Although renal transplantation remains the most cost effective form of renal replacement therapy, the transplantation itself and the subsequent immunosuppression represent a major expenditure. Increased rates of delayed graft function seen with kidneys from non-heart beating donors will increase the length of hospital stay and mean continued dialysis, both of which may increase the cost of transplantation considerably.
The increased rate of primary non-function has major implications for the recipient. The procedure of renal transplantation is not without mortality and morbidity. Prolonged periods of delayed graft function mean continued dialysis and close monitoring. Many centres advocate regular renal transplant biopsies in cases of delayed graft function to exclude the presence of treatable rejection. This requires a well motivated patient. Recipients of non-heart beating donor kidneys should be consented and informed of the higher incidence of delayed graft function and primary non-function. Recipients should be given the opportunity to decline an organ from a non-heart beating donor, however in the authors' experience this is rarely a problem.

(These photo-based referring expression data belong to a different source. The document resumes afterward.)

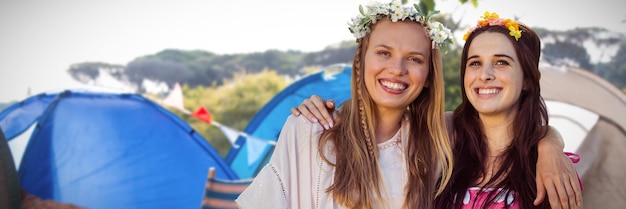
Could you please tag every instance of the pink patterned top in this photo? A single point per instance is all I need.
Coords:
(475, 196)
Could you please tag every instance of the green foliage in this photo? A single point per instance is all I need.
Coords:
(452, 78)
(233, 104)
(88, 71)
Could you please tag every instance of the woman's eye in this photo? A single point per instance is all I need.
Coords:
(502, 62)
(415, 59)
(474, 64)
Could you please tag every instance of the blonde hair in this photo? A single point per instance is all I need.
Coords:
(357, 182)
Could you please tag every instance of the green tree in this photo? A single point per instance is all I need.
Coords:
(233, 104)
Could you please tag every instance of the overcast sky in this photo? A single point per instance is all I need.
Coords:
(40, 39)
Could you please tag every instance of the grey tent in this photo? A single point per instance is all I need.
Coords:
(603, 140)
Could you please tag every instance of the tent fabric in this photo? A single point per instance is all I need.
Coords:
(331, 83)
(602, 122)
(603, 147)
(602, 166)
(9, 186)
(105, 150)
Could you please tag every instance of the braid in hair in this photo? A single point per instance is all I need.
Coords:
(357, 66)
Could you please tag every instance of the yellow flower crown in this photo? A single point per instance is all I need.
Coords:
(491, 19)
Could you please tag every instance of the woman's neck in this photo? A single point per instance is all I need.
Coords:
(498, 130)
(387, 125)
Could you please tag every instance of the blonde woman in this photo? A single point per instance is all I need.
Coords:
(389, 146)
(499, 130)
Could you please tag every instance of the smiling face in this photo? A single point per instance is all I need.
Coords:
(397, 62)
(493, 75)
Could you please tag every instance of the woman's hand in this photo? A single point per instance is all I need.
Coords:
(316, 110)
(556, 174)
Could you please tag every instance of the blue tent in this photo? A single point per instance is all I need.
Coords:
(105, 150)
(331, 83)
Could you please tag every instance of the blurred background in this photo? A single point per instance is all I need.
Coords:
(233, 57)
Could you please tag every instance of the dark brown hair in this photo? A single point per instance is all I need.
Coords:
(518, 162)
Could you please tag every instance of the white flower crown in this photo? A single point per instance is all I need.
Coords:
(360, 25)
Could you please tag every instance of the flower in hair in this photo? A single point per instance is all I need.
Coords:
(359, 26)
(491, 19)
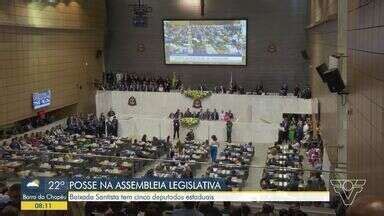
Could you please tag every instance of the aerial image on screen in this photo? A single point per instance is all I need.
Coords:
(210, 42)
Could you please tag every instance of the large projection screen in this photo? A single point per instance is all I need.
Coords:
(205, 42)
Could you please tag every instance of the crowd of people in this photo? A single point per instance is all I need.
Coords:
(284, 165)
(204, 115)
(133, 82)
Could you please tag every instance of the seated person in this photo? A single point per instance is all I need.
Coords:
(190, 135)
(144, 138)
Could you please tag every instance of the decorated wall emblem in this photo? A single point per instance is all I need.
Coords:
(272, 48)
(132, 101)
(197, 103)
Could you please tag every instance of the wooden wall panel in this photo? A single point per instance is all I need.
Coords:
(53, 47)
(365, 63)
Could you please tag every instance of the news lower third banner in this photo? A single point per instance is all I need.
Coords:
(55, 193)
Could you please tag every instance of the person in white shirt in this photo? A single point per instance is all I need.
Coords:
(222, 116)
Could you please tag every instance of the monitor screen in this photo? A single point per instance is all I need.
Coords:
(41, 99)
(206, 42)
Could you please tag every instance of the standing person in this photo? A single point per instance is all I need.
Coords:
(176, 128)
(213, 148)
(229, 130)
(292, 132)
(115, 124)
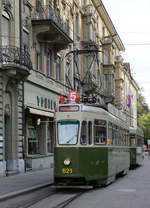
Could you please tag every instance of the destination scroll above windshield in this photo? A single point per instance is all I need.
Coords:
(69, 108)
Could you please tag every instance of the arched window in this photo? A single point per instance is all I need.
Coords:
(5, 28)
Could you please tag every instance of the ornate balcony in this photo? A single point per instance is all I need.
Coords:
(48, 27)
(15, 62)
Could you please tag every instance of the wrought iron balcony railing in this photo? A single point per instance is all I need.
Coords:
(46, 12)
(13, 55)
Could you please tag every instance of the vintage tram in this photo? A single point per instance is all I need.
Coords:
(136, 147)
(92, 146)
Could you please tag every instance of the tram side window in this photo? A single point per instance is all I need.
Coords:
(83, 137)
(100, 132)
(90, 132)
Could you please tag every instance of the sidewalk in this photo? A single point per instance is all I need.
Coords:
(24, 182)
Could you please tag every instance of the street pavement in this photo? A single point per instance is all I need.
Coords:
(24, 182)
(135, 187)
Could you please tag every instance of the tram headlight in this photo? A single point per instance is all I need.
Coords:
(67, 161)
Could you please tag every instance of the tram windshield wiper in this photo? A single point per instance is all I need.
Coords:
(68, 141)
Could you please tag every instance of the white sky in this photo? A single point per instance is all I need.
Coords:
(131, 19)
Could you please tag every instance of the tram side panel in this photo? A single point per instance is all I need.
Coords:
(87, 164)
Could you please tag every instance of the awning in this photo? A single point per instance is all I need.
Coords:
(40, 112)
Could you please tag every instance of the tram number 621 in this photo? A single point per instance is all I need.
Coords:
(67, 170)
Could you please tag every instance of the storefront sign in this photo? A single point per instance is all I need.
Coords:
(44, 102)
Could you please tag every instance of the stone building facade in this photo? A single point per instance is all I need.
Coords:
(45, 50)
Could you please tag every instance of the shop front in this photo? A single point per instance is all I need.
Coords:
(40, 136)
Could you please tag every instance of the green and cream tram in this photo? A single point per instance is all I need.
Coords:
(136, 147)
(92, 146)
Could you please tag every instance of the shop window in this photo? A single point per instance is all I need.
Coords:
(49, 64)
(32, 140)
(58, 68)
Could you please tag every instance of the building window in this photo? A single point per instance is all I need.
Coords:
(25, 40)
(105, 56)
(5, 28)
(49, 65)
(38, 57)
(50, 137)
(106, 77)
(32, 137)
(58, 68)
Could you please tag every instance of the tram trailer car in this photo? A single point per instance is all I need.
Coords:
(136, 147)
(92, 146)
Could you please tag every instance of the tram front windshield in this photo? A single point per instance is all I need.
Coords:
(68, 132)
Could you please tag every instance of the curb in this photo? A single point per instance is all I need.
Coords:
(23, 191)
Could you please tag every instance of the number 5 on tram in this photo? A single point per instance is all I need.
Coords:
(92, 146)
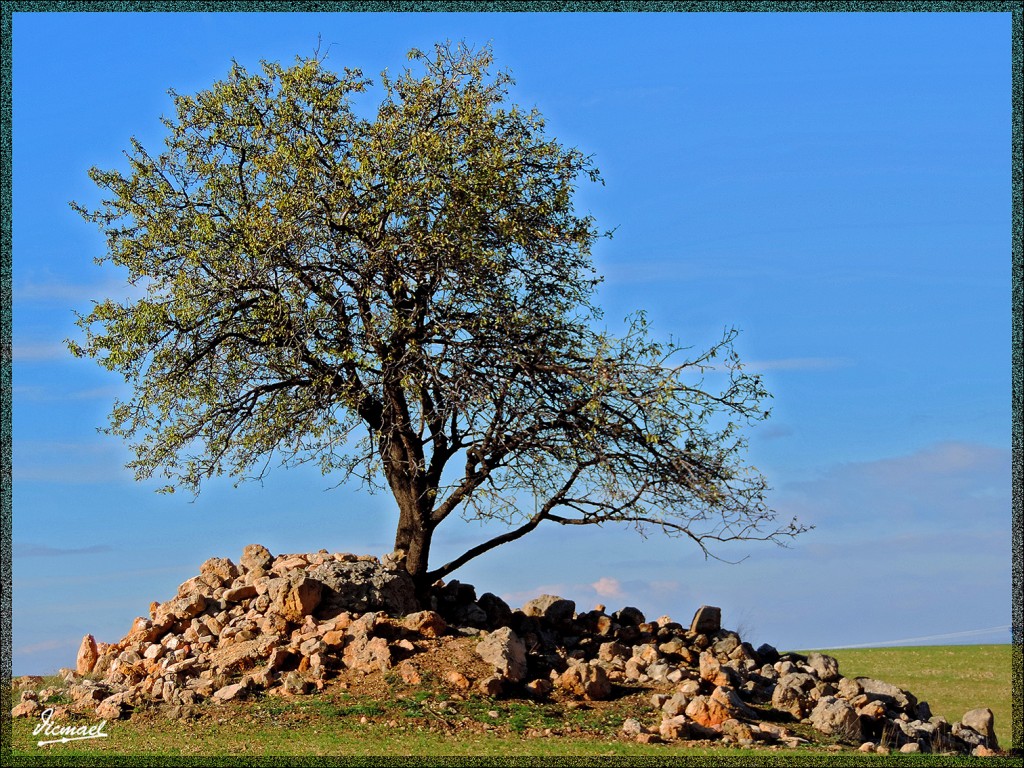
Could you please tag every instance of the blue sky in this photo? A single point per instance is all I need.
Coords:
(836, 185)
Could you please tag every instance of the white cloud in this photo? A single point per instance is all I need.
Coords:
(799, 364)
(55, 291)
(36, 351)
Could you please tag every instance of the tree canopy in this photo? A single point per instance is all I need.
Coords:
(404, 298)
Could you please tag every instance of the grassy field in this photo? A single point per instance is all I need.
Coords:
(403, 721)
(951, 678)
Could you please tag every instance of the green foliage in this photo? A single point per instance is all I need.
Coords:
(396, 299)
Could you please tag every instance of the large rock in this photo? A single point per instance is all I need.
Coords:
(294, 596)
(219, 570)
(242, 655)
(982, 721)
(551, 607)
(709, 712)
(425, 623)
(894, 697)
(589, 681)
(364, 586)
(256, 557)
(88, 654)
(788, 697)
(837, 718)
(707, 621)
(824, 667)
(506, 652)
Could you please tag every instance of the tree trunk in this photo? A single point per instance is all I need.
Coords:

Future prospects for non-heart beating organ donation
Research into new preservation techniques such as machine perfusion may help to minimise or even ameliorate the warm ischaemic injury that occurs in these organs. Prospective studies on non-heart beating kidneys comparing machine perfusion with simple cold storage demonstrated significantly less postoperative dialysis requirements and a significantly higher rate of immediate function when non-heart beating kidneys were stored by machine perfusion compared with cold storage.23 24 In addition to this, pulsatile perfusion allows the measurement of pulsatile pressure, flows and thus renal resistance. More recent evidence has linked perfusion characteristics such as poor flow, high pressures, and high intrarenal resistance with increased delayed graft function.25
Organ shortage is the limiting factor for transplantation programmes.
Non-heart beating donors allow expansion of the donor pool by up to 20%.
Kidneys from non-heart beating donors have longer periods of warm ischaemia than cadaveric organs.
After death is pronounced, the kidneys must be cooled by an intra-aortic balloon catheter in order to minimise warm ischaemic insult to the kidneys.
There are increased rates of delayed graft function and primary non-function in non-heart beating kidneys, but long term function is good.
Donors must be pronounced dead before organ donation is considered to prevent conflict of interests.
The legislation surrounding consent for in situ cooling needs to be clarified.
New preservation techniques such as machine perfusion may increase graft function and allow viability testing.
Future research is being directed towards interleukin-2 receptor monoclonal antibodies and new immunosuppression regimens.
Newer immunosuppressive agents that are non-nephrotoxic, such as mycophenolate mofetil and sirolimus (Rapamycin), have not been sufficiently studied in the context of non-heart beating renal transplantation. These may show themselves to be useful.
Further research has been undertaken on interleukin-2 receptor monoclonal antibodies (daclizumab and basiliximab). These block the high affinity interleukin-2 receptor found on alloreactive T cells, thus causing more selective immunosuppression. There is already evidence to suggest that these drugs can significantly reduce the level of acute rejection in the first six months after cadaveric renal transplants.26 These have yet to be studied in non-heart beating kidneys, but they may well prove to be beneficial in kidneys that have suffered a considerable degree of warm ischaemia.